Em seguida falou sobre a morte presumida em decorrência da ausência que vai ser registrada no livro E, quando decorrente do processo de justificação, por meio de prova indireta e certeza do falecimento. Quando consequência da ausência deverá ser registrada no livro C, abarcando mais os aspectos patrimoniais.

Sobre as pessoas obrigadas a declarar o óbito, fica o Oficial dispensado de obedecer à ordem sucessiva se apresentado, bastando a qualquer declarante, portador do atestado médico, realizar o registro, devendo o Cartório qualifica-lo, por meio do nome e ocupação.

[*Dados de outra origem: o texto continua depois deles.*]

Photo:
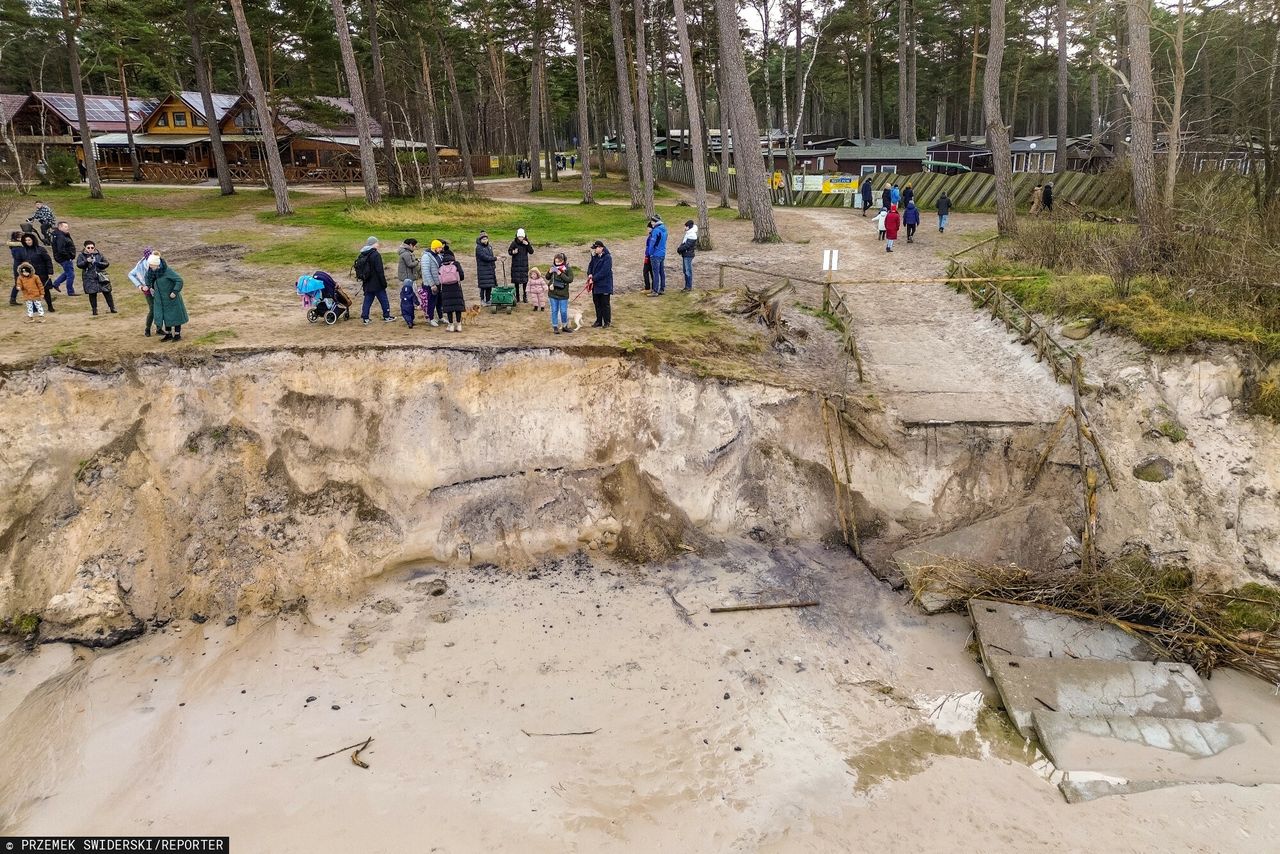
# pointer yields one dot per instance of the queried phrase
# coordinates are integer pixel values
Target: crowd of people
(432, 279)
(33, 275)
(897, 211)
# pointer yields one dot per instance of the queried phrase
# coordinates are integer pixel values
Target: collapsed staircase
(1111, 717)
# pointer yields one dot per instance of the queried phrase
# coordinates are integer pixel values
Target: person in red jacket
(891, 224)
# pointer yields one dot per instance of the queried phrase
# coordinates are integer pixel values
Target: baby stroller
(503, 296)
(323, 298)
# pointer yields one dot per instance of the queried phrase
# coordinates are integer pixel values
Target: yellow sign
(840, 185)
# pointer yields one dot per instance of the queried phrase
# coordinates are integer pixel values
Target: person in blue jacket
(912, 218)
(599, 277)
(657, 251)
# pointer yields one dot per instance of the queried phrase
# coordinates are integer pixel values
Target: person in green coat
(167, 288)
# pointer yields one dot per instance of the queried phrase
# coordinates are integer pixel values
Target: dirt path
(851, 726)
(926, 351)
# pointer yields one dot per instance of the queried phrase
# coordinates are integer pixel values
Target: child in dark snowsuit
(408, 302)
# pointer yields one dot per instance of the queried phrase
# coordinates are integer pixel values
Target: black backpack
(361, 266)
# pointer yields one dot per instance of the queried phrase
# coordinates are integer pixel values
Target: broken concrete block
(1033, 537)
(1106, 756)
(1089, 688)
(1024, 631)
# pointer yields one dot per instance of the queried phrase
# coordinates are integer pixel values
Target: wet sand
(856, 725)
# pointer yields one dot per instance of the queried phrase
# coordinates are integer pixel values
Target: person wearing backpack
(373, 277)
(520, 251)
(451, 288)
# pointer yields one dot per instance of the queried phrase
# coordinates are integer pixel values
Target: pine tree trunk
(643, 119)
(458, 115)
(695, 126)
(433, 156)
(265, 118)
(997, 135)
(368, 164)
(625, 105)
(904, 117)
(206, 96)
(752, 181)
(973, 85)
(1060, 158)
(1142, 100)
(382, 112)
(535, 112)
(71, 24)
(584, 126)
(910, 76)
(1175, 109)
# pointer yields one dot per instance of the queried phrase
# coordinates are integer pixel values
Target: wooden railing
(1068, 368)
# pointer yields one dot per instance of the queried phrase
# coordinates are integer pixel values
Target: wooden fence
(1068, 368)
(970, 191)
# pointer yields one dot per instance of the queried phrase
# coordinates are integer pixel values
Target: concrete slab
(1088, 688)
(1110, 756)
(1031, 633)
(1033, 537)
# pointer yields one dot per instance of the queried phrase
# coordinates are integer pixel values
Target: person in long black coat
(451, 295)
(30, 251)
(520, 250)
(487, 268)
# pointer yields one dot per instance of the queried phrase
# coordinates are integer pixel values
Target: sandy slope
(851, 726)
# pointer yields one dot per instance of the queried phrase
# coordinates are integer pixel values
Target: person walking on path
(686, 250)
(599, 278)
(487, 268)
(95, 279)
(944, 211)
(138, 277)
(560, 277)
(373, 277)
(520, 250)
(64, 255)
(32, 288)
(912, 219)
(656, 247)
(891, 224)
(536, 290)
(867, 191)
(167, 291)
(647, 272)
(14, 249)
(452, 301)
(37, 256)
(432, 305)
(408, 270)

Segundo Alfredo, os dados constantes no registro de óbito tem caráter meramente informativo e declaratório, não fazendo prova para fins de pensão e benefícios, por isso a desnecessidade de comprovação de união estável ou separação. "Por princípios de segurança e de qualificação, quanto mais dados melhor, não vejo nenhum abuso se o Oficial quiser ser mais rigoroso, mas tratam-se de informações meramente declaratórias", reafirmou.

Por fim apontou facilitações introduzidas pelas novas normas, como a possiblidade de autorizações de parentes até segundo grau para a liberação de cadáveres para fins de estudo ou pesquisa, dispensando a publicação de editais, e que as informações relativas vida do falecido devem se limitar às relações atuais, salvo se o interessado quiser mencionar toda a cadeia de relações anteriores.

Em seguida, a registradora civil de Ribeirão Pires, Raquel Silva Cunha Brunetto, falou sobre o tema "Desburocratização dos Procedimentos" e "Alteração de patronímico", onde focou os documentos possibilitados de digitalização sem a necessidade de autorização judicial, a questão da faculdade dos pais de darem nome ao natimorto, a ausência da solicitação de duas testemunhas para o registro de menores de 12 anos, a possibilidade do registro da união estável no livro E, sem necessidade de processo judicial, finalizando com o polêmico tema da alteração de patronímico em caso de casamentos dos pais.

Por fim, finalizando Seminário de Atualização Registral - As Novas Normas sobre Registro de Pessoas, o Oficial do 2° Subdistrito de Ribeirão Preto, Leonardo Munari de Lima, abordo os temas "A boa administração da serventia" e "Acervo Eletrônico". Inicialmente, foram apresentados temas como administração, eficiência e eficácia, necessários à correta prestação de serviço ao cidadão.

Leonardo Munari destacou ainda a necessidade de padronização dos serviços, boa capacitação da equipe de trabalho que realizará o serviço, garantindo assim a eficácia dos serviços e a uniformização de atendimentos em todo o Estado de São Paulo. Em seguida abordou as formas de utilização da tecnologia para a otimização do serviço, a diferença entre documento digital e documento digitalizado e a ênfase que deve ser dada à comunicação, seja na relação com os colaboradores, assim como no contato com o público usuário.